Number of shards

saif · July 29, 2015, 12:07pm

Hello
i have an ES cluster run with 3 nodes "3 servers"
2 master and 3 data nodes

rsyslog-2015.07.28
size: 4.72Gi (7.55Gi)
docs: 30,477,510 (30,477,510)

i want to optimize the number of shards pr node
actually 1 replica and 5 shards

i think to use 6 shards
node 1: 0+3+R5+R2
node 2: 1+4+R4+R1
node 3: 2+5+R3+R0

so what is the best number of shards for my cluster ? 6 ?
thank you

warkolm · July 29, 2015, 10:27pm

You have 3 data nodes, right?
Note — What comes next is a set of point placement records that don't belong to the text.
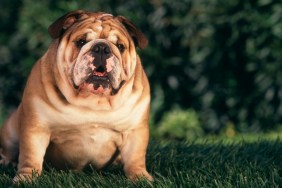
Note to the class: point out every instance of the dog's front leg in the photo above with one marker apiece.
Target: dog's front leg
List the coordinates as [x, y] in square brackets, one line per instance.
[33, 143]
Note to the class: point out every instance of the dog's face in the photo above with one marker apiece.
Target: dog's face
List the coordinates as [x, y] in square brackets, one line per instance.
[96, 50]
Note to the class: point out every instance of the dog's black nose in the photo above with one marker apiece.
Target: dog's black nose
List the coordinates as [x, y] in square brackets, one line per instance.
[101, 48]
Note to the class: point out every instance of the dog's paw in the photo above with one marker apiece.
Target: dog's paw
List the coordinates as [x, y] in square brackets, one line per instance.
[3, 159]
[139, 174]
[22, 178]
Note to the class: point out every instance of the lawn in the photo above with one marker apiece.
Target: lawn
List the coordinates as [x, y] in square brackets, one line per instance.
[211, 162]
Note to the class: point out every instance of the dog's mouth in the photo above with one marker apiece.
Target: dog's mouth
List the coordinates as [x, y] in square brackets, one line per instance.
[99, 82]
[98, 70]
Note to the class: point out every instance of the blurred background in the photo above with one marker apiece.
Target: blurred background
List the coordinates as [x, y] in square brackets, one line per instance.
[215, 66]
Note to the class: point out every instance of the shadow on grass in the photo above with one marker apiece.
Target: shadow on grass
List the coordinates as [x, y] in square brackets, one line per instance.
[217, 163]
[182, 164]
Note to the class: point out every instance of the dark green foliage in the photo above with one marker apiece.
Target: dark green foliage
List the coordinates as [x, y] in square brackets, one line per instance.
[220, 58]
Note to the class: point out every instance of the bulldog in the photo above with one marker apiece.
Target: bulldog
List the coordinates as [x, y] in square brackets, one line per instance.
[86, 101]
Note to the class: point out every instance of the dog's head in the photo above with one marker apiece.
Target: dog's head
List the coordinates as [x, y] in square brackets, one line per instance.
[97, 50]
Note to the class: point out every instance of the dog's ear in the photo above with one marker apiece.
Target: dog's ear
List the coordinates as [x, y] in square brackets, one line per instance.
[138, 37]
[58, 28]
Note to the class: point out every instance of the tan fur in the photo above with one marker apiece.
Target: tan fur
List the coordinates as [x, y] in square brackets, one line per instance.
[70, 129]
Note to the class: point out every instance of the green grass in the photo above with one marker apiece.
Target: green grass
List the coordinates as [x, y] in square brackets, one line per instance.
[212, 162]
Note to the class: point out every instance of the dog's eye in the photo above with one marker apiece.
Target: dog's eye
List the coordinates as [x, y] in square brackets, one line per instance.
[121, 47]
[80, 43]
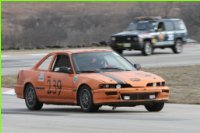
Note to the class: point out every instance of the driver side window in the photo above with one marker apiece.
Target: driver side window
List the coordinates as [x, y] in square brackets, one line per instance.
[161, 27]
[62, 62]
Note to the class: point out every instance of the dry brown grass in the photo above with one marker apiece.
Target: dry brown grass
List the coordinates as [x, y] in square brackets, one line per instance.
[184, 82]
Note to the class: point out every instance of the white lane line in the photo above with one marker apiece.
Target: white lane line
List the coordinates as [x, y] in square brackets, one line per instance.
[37, 54]
[9, 92]
[4, 56]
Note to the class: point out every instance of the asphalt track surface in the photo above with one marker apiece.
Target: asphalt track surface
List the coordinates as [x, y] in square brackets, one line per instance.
[191, 55]
[174, 118]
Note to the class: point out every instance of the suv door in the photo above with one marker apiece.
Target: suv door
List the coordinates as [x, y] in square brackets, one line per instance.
[170, 32]
[59, 83]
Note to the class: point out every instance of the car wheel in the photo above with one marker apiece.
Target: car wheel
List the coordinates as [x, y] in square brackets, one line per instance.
[147, 49]
[178, 46]
[31, 100]
[155, 106]
[86, 100]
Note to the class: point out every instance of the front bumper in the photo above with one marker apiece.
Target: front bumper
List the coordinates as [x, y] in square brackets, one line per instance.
[137, 96]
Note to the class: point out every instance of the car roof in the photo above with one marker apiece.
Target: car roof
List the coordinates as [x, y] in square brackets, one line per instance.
[71, 51]
[158, 18]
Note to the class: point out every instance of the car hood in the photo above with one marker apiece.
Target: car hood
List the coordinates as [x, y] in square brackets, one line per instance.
[131, 33]
[134, 78]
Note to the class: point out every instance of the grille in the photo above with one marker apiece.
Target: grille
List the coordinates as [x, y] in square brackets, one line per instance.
[140, 96]
[124, 39]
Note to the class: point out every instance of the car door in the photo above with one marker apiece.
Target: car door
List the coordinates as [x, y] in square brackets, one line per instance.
[169, 32]
[59, 83]
[41, 71]
[160, 34]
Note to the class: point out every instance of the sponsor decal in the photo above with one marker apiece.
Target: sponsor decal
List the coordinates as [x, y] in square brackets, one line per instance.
[41, 77]
[161, 37]
[39, 88]
[154, 40]
[75, 78]
[135, 79]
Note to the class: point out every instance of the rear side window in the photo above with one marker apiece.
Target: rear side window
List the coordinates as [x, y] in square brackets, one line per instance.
[169, 26]
[179, 25]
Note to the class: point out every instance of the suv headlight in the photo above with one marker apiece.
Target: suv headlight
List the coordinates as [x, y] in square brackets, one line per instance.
[135, 39]
[113, 38]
The way you have put it is a little confusing.

saif · July 30, 2015, 8:08am

hi
yes 3 nodes
6 shared 1 replica
every node hosted in

Architecture: x86_64
CPU op-mode(s): 32-bit, 64-bit
Byte Order: Little Endian
CPU(s): 8
On-line CPU(s) list: 0-7
Thread(s) per core: 1
Core(s) per socket: 4
Socket(s): 2
NUMA node(s): 1
Vendor ID: GenuineIntel
CPU family: 6
Model: 23
Stepping: 6
CPU MHz: 2499.861
BogoMIPS: 4999.29
Virtualization: VT-x
L1d cache: 32K
L1i cache: 32K
L2 cache: 6144K
NUMA node0 CPU(s): 0-7

and 4TB of storage Raid 0 and 8G of ram

its ok ?

in head plugin
node 1 : (2) 3 4 (5)
node 2 : (0) 1 2 (3)
node 1 : 0 (1) (4) 5

you think that ok for 30,477,510 docs per day ?
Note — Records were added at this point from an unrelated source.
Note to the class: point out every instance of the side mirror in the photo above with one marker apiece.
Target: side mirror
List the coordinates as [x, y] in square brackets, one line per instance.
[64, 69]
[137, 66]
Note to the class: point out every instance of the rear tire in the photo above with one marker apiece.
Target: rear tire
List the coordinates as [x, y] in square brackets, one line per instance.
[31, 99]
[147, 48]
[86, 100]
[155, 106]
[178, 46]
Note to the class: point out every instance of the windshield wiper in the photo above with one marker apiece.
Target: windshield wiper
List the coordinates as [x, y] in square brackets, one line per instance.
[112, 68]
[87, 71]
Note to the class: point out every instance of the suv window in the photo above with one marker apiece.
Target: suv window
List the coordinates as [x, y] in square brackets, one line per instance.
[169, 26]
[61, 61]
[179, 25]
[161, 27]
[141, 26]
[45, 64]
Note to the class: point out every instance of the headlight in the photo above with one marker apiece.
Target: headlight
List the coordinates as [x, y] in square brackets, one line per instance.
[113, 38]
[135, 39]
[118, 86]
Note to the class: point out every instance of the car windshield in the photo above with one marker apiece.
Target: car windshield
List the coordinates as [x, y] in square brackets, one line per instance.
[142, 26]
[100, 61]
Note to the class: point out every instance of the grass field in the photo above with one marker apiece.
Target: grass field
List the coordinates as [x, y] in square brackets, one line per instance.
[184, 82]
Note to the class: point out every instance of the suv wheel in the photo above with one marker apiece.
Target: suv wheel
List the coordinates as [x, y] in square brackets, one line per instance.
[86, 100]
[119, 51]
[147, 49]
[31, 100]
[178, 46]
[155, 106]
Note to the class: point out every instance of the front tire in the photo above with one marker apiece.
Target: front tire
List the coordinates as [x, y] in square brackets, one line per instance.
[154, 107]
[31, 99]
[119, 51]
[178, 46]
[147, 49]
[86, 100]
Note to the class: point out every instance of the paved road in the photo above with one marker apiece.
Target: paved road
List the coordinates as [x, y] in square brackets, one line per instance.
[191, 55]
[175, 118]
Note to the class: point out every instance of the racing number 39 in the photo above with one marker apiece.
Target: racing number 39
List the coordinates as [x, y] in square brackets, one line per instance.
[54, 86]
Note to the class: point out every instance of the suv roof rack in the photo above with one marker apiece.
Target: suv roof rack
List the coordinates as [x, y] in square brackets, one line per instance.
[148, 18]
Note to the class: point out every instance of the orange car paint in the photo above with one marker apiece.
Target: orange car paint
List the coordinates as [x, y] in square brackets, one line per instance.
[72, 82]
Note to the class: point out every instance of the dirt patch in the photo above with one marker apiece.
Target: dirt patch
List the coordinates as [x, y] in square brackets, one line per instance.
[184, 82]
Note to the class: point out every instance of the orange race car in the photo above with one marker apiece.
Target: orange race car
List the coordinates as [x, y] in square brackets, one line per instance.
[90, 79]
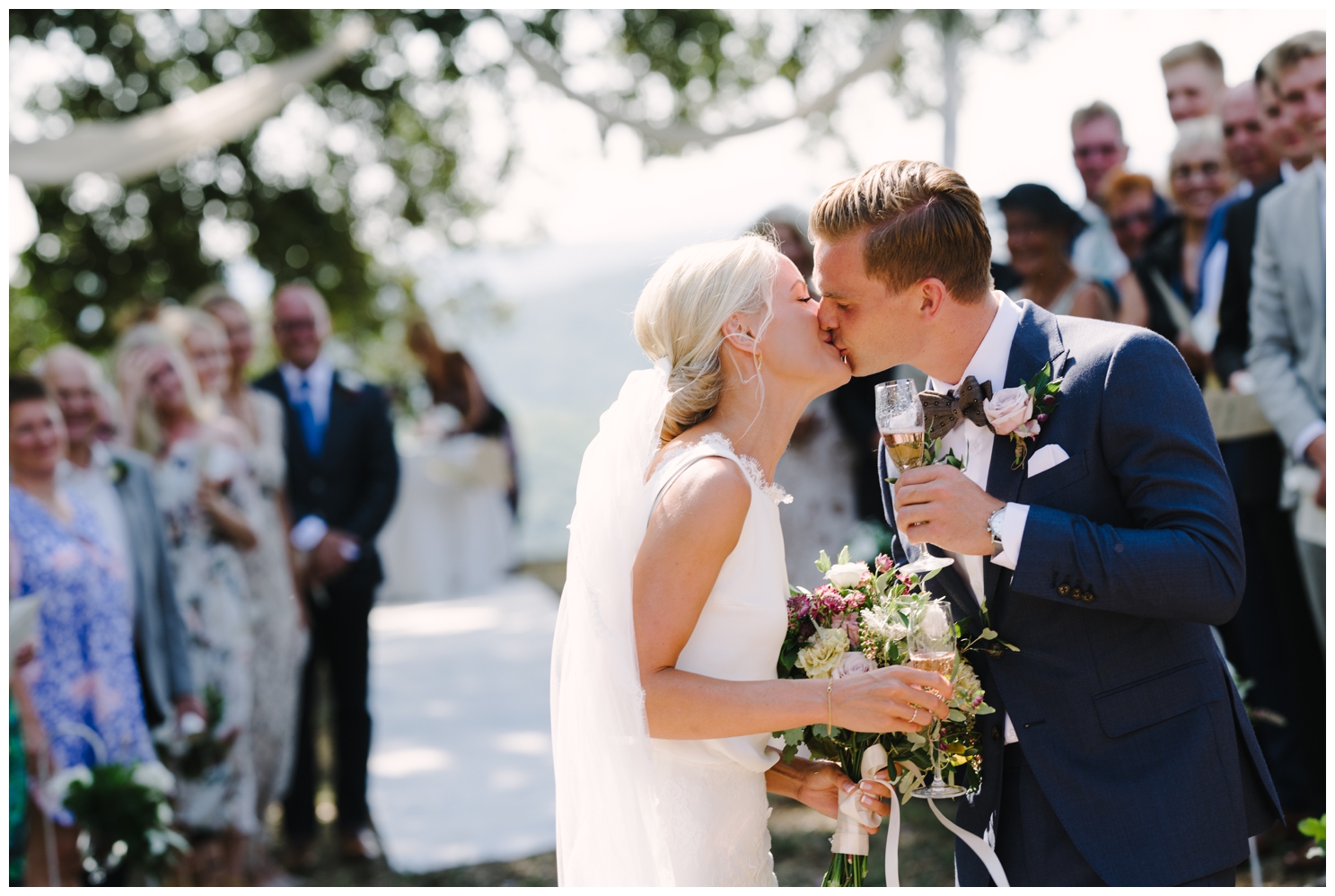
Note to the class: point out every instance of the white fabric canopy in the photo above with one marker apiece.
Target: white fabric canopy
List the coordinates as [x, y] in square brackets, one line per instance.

warkolm · July 30, 2015, 10:24am

I think that'll be ok, you could even reduce that to 3 shards easily, it's not a lot of data.

saif · July 30, 2015, 11:09am

hi
i have 30 million docs per day
i think 3 shared can't support that number of document

anyone know how to calculate shards number ?
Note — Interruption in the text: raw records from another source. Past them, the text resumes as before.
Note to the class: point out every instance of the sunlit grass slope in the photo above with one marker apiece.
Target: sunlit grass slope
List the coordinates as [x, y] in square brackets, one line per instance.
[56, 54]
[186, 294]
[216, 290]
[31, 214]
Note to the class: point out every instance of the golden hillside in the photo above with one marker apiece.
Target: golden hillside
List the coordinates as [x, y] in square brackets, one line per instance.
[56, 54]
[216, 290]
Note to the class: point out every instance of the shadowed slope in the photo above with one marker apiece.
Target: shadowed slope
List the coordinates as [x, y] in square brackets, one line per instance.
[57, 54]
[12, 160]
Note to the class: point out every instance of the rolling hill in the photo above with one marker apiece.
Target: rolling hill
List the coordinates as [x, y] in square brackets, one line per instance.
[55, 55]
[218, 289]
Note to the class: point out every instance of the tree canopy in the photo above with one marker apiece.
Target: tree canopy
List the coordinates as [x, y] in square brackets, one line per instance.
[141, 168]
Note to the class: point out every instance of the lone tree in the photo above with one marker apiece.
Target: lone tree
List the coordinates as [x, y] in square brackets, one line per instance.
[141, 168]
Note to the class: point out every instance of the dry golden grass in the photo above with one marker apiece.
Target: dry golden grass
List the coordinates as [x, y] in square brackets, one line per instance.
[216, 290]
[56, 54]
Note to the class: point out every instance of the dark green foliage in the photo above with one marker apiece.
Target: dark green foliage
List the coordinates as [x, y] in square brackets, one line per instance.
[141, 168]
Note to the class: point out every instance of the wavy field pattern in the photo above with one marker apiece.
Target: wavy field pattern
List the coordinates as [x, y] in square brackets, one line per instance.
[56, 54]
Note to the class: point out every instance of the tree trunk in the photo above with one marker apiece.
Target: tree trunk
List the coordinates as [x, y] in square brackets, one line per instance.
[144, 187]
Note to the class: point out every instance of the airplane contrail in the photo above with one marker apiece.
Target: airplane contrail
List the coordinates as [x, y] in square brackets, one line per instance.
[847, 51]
warkolm · July 30, 2015, 11:59am

30 million docs is not a lot, 3 shards can deal with that very easily.

terrasacer · July 30, 2015, 12:16pm

if there the 5 shards of 3 data node 2 replica unnecessary because all of will be not allocated.

saif · July 30, 2015, 12:26pm

30 million per day
and after 12 months
365 * 30 million
?....

saif · July 30, 2015, 12:31pm

sorry yes 1 replica

rodrigo · July 30, 2015, 7:40pm

"Enough" is a very subjective concept...What are your expectations ? 30 mi docs/day are also subjective (in general a breeze for ES to handle), what is in your document ? (to the extreme, it can contain just an id or a full book or logdump, etc). Are you trying to optimize search speed (do you have an SLA) ? Are you worried about scaling up ? Are you keeping the docs forever, using it for storage ? I think if you have better answers for this you can get better responses...if you have daily data, you can use a daily index (foo_20150730, foo_20150801) and an alias to add flexibility to your setup. Number of shards, hosts is always subjective to your use case. Number of replicas attached to your failure tolerance.